- Associated Press - Tuesday, September 23, 2014

PHILADELPHIA (AP) - At 2:30 one recent afternoon, Neil Calore entered a small, white-frame house in Frankford, carrying a heavy bag in each hand.

“Brought you some dinner, Anthony,” he said, unloading pastries onto the kitchen table, then stuffing the fridge with the makings of seven meals: pork sausage, breaded chicken cutlets, fish with potatoes.

Anthony Strazzeri, 96, sat upright and inspected the pastry.

He had been waiting eagerly for Calore, who visits every week, delivering food and conversation - stories about family, politics, and how the world has changed.

Over the last 14 months, they have become good friends, said Calore, 52, a fire captain in the Far Northeast.

Once a week, Calore volunteers with Aid for Friends, an organization that provides the elderly and frail with home-cooked meals. The organization celebrates its 40th anniversary in October.

It was founded by Rita Ungaro-Schiavone, who was a volunteer social worker in the ‘70s.

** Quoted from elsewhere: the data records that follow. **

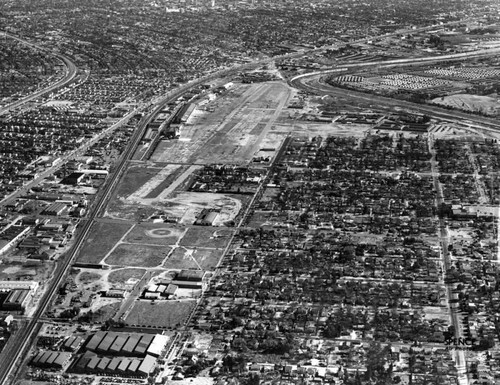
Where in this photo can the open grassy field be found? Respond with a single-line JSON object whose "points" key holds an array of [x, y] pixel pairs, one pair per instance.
{"points": [[86, 277], [211, 237], [33, 270], [154, 234], [165, 314], [121, 276], [127, 254], [135, 177], [181, 258], [207, 258], [105, 312], [101, 240], [167, 181]]}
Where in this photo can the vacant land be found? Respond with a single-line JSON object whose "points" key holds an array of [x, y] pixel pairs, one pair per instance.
{"points": [[127, 254], [485, 104], [154, 234], [207, 259], [122, 276], [86, 277], [166, 314], [210, 237], [135, 178], [198, 259], [34, 270], [103, 237]]}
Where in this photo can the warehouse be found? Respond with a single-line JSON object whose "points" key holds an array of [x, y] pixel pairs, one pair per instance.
{"points": [[17, 299], [120, 344], [157, 345], [73, 343]]}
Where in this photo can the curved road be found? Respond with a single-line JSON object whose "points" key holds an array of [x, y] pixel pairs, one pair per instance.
{"points": [[22, 340], [70, 74], [314, 82]]}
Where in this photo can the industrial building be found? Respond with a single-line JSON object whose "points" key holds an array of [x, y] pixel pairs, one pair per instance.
{"points": [[126, 344], [90, 363], [51, 360]]}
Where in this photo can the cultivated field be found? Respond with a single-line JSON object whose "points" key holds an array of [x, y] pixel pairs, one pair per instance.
{"points": [[232, 135], [210, 237], [185, 258], [485, 104], [133, 255], [162, 314], [103, 237], [122, 276]]}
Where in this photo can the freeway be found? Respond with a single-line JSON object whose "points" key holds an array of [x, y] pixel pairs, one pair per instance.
{"points": [[69, 75], [314, 82], [22, 340]]}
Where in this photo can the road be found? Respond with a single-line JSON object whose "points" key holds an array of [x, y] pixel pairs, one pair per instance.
{"points": [[70, 74], [314, 82], [23, 339]]}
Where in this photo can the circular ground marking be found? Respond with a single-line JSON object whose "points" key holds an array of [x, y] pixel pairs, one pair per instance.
{"points": [[159, 233]]}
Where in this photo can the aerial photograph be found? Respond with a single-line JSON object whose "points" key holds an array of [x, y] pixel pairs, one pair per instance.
{"points": [[252, 192]]}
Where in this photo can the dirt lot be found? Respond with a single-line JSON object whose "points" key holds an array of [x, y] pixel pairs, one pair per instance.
{"points": [[123, 276], [181, 258], [211, 237], [127, 254], [155, 234], [33, 270], [101, 240], [165, 314]]}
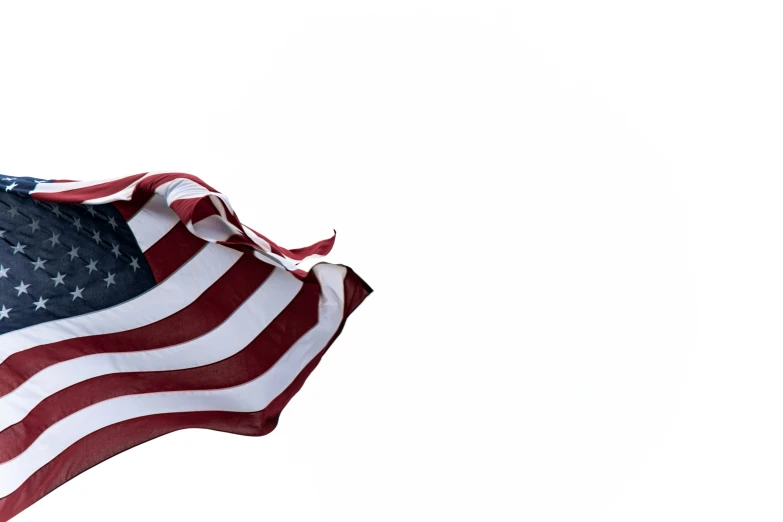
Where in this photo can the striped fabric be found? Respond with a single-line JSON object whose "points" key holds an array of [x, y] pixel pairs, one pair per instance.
{"points": [[138, 306]]}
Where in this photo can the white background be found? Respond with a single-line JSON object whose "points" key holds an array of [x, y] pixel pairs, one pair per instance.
{"points": [[570, 212]]}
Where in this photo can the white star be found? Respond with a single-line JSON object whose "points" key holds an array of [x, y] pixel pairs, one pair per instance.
{"points": [[92, 266], [59, 280], [77, 293], [22, 288], [38, 263]]}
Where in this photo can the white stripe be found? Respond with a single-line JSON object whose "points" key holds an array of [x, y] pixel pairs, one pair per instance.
{"points": [[178, 291], [228, 339], [184, 188], [152, 222], [71, 185], [250, 397]]}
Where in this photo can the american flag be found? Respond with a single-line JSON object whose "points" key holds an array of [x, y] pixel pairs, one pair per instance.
{"points": [[137, 306]]}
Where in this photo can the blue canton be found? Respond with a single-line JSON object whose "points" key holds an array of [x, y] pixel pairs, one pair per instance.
{"points": [[62, 260]]}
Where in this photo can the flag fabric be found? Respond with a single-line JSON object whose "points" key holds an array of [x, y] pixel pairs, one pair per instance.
{"points": [[137, 306]]}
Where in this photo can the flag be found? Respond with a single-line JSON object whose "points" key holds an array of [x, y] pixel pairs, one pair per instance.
{"points": [[137, 306]]}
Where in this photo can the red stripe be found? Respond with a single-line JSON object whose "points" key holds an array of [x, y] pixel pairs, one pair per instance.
{"points": [[172, 251], [189, 210], [207, 312], [86, 193], [128, 209], [250, 363], [117, 438], [321, 248], [110, 441]]}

She was struck by the loneliness and desperation of elderly people, said Steven Schiavone, her son, who also serves as the group’s executive director.

She realized that many people were not able to cook their own food.

So one day she started to freeze leftovers from home and brought them to her clients.

“A lady called Minnie started to cry,” Steven Schiavone said. “She had not had a home-cooked meal for 10 years.”

Rita Ungaro-Schiavone soon expanded her deliveries. She drove from church to church to recruit new helpers to do the cooking, deliver the meals.

Today, the network counts 16,000 volunteers -cooks, drivers, visitors, coordinators, and office and maintenance personnel. They prepare meals and store them in freezers in churches throughout the five-county region, until they are picked up and distributed to the clients.

Last year, the nonprofit served 393,088 meals, 57,500 servings of soup, and 42,095 breakfast bags to 2,223 clients in the Philadelphia area.

“This service is absolutely free,” Steven Schiavone said. Every frail person who is isolated, homebound, and in need qualifies.

The demand is huge. “We are primarily limited by the number of volunteer visitors we can recruit,” Schiavone said.

The volunteers do more than feed their clients. “Spending time is as important,” Schiavone said. “People are desperately lonely.”

So the volunteers take time to talk or to fix something in the house. “We do the little things that help our clients to stay at home,” Schiavone said.

Neil Calore, for instance, has aided Anthony Strazzeri with the fire alarm and helped him wax his kitchen floor. Next he wants to find someone who will cut a bush that’s growing over the man’s back fence.

He would do more, Calore said, “but Anthony would not let me do much. He is a very independent person.”

So Calore sat down and listened to the stories his elder friend told: delivering a 300-pound block of ice to keep food cold as a youngster, becoming a sheet metal worker, sharing a life with his wife, Ellen.

Calore, whose wife has also passed away, said that talking to Strazzeri had aided him as he coped with his grief: “I was a volunteer to help him but probably he has helped me more.”

As Strazzeri put it: “We had something in common. He lost someone, I lost someone. Neil is a hell of a nice guy.”